I organized an AI Show & Tell in SF at NFX, with 20+ projects and ~75 attendees. Hosting informal conversations about what folks are working on inspires next steps and makes the AI space feel more welcoming for new devs.
There are a variety of paths to finding a compelling problem to work on. I found a strong builder energy in SF, with lots of makers up for jamming on this.
Conversations on problem discovery
Over the past few weeks I asked founders how they chose what they’re working on now, especially curious of b2b or niche ideas. From a previous post: How did you find the problem you’re working on now? How did you know it was valuable? Paraphrasing a few convos:
Consult and talk to customers. “I was consulting with several businesses and started working more specifically in content marketing for them I became an expert in it, and then created an AI product around it.”
Join a company with someone who knows the space.“My company is in real estate, I found it because the job I was working in before was also in real estate. A friend pulled me into his company. I had no experience in it, but learned enough building the product. Then I noticed an opportunity around pricing for real estate, and that’s my company now.”
Just build and launch. “What worked for us was to build the idea and launch. We put it out there. Funders saw the tweet and DM’d us. That started conversations. People see you launch and know that you’re serious.”
Building things 🚀🚀🚀
Using GPT4 to program for me. After seeing so many threads about coding with GPT-4, I had to try it out myself. I used GPT-4 to code a command line tool that summarizes any web page. It felt wonderful to collaborate with AI like this.
Read more about what I made here: “How I used GPT-4 to code an idea into to a working prototype” There’s a link to the repo in the post too if you’re curious what the code looked like.
Building apps by describing what you need, rather than learning how to code, could allow more people from more fields to build tools they need. This is inspiring! I’d love to explore this tool building process as a workshop with participants across industries to see what ideas come up.

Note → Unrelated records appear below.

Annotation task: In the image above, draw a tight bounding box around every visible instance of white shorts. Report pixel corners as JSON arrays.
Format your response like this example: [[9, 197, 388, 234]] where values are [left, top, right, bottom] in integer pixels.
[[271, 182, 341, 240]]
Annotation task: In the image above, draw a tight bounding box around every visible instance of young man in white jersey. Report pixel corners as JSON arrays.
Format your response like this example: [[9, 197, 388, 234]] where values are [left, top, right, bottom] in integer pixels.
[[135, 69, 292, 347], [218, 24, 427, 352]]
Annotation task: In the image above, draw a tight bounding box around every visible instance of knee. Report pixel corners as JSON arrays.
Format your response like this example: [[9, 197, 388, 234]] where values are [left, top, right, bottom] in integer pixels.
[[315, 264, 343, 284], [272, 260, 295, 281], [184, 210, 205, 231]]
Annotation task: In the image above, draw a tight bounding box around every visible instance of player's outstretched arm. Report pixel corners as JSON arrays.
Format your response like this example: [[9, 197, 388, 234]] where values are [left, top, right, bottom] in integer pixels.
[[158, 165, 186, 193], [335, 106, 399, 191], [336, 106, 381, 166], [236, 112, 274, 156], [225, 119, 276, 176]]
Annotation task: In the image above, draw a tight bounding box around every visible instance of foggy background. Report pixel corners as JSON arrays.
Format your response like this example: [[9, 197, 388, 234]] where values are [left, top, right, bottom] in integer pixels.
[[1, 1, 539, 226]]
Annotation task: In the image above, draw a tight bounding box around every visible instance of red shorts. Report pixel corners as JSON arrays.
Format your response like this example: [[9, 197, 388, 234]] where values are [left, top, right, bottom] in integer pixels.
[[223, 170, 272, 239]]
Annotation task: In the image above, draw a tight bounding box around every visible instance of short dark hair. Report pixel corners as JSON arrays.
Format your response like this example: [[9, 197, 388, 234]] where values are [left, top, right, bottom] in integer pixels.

A buddy and I tried out this workshop idea. She shared her idea with me and we had a session using chatGPT to flesh out a product brief, technical spec, user research plan, and MVP for an app idea she had. Then we used GPT-4 to get started on the code for the web app. It was incredible jamming on the idea and making it more concrete.
Updating my AI chat apps with the chatGPT API. OpenAI released a chat API with gpt-3.5-turbo, which is much cheaper than using the completion API, the previous endpoint for build AI chats.
I updated the chat tutorial to use the new chat api, you can find the updated repo here. I also updated my streaming example to use the new API too here.
What this also means is that it’s cheaper to share apps using these endpoints too! If you’re interested in using any of these AI chats I’ve built, reply here or send me a note and I’ll share the link.
Throwing an AI Show & Tell in SF
I put together a generative AI show & tell at NFX. Here’s the epic selfie we took at the end, and more details of the event. Major props to NFX for hosting, and Manny for hopping in to help organize.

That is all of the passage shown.